The Great Hunt(66)

“Selene, you must not say anything of the Horn to anyone. If it gets out, we'll have a hundred people on our heels trying to get the Horn for themselves.”

“No, it would never do,” Selene said, “for that to fall into the wrong hands. The Horn of Valere. I could not tell you how often I've dreamed of touching it, holding it in my hands. You must promise me, when you have it, you will let me touch it.”

“Before I can do that, we have to find it. We had better be on our way.” Rand offered his hand to help her mount; Hurin scrambled down to hold her stirrup. “Whatever that thing was I killed — a grolm? — there may be more of them around.” Her hand was firm — there was surprising strength in her grip — and her skin was ... Silk? Something softer, smoother. Rand shivered.

“There always are,” Selene said. The tall white mare frisked and bared her teeth once at Red, yet Selene's touch on the reins quieted her.

Rand slung his bow across his back and climbed onto Red. Light, how could anyone's skin be so soft? “Hurin, where's the trail? Hurin? Hurin!”

The sniffer gave a start, and left off staring at Selene. “Yes, Lord Rand. Ah... the trail. South, my Lord.

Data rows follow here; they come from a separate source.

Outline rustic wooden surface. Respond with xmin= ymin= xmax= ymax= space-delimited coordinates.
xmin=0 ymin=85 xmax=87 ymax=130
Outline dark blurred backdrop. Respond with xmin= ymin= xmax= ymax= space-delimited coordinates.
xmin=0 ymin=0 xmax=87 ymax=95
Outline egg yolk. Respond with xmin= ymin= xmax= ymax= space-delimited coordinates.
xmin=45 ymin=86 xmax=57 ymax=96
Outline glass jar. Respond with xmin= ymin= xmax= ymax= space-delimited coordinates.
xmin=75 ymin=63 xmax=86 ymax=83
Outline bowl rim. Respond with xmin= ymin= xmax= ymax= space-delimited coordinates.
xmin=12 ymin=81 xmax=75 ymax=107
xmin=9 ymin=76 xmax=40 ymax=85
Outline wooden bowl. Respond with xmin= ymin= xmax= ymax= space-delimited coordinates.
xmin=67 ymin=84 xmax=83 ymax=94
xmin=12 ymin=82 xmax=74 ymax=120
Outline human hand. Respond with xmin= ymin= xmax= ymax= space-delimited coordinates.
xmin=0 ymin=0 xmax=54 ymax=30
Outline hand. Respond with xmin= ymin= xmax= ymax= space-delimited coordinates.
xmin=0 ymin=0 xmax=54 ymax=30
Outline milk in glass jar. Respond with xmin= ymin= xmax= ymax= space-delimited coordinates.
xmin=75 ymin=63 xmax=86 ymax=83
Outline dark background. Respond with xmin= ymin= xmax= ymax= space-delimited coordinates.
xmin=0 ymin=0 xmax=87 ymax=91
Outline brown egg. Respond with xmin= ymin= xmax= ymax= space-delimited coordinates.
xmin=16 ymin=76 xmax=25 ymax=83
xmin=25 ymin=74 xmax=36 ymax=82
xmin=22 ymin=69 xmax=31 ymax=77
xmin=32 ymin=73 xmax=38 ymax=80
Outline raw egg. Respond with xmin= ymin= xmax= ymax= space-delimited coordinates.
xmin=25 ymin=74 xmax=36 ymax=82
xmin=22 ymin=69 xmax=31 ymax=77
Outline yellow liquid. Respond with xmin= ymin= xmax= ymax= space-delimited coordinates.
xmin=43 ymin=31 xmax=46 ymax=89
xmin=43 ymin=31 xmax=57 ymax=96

Still south.”

“Then let's ride.” Rand gave an uneasy look at the graygreen bulk of the grolm lying in the stream. It had been better believing they were the only living things in that world. “Take the trail, Hurin.”

Selene rode alongside Rand at first, talking of this and that, asking him questions and calling him lord. Half a dozen times he started to tell her he was no lord, only a shepherd, and every time, looking at her, he could not get the words out. A lady like her would not talk the same way with a shepherd, he was sure, even one who had saved her life.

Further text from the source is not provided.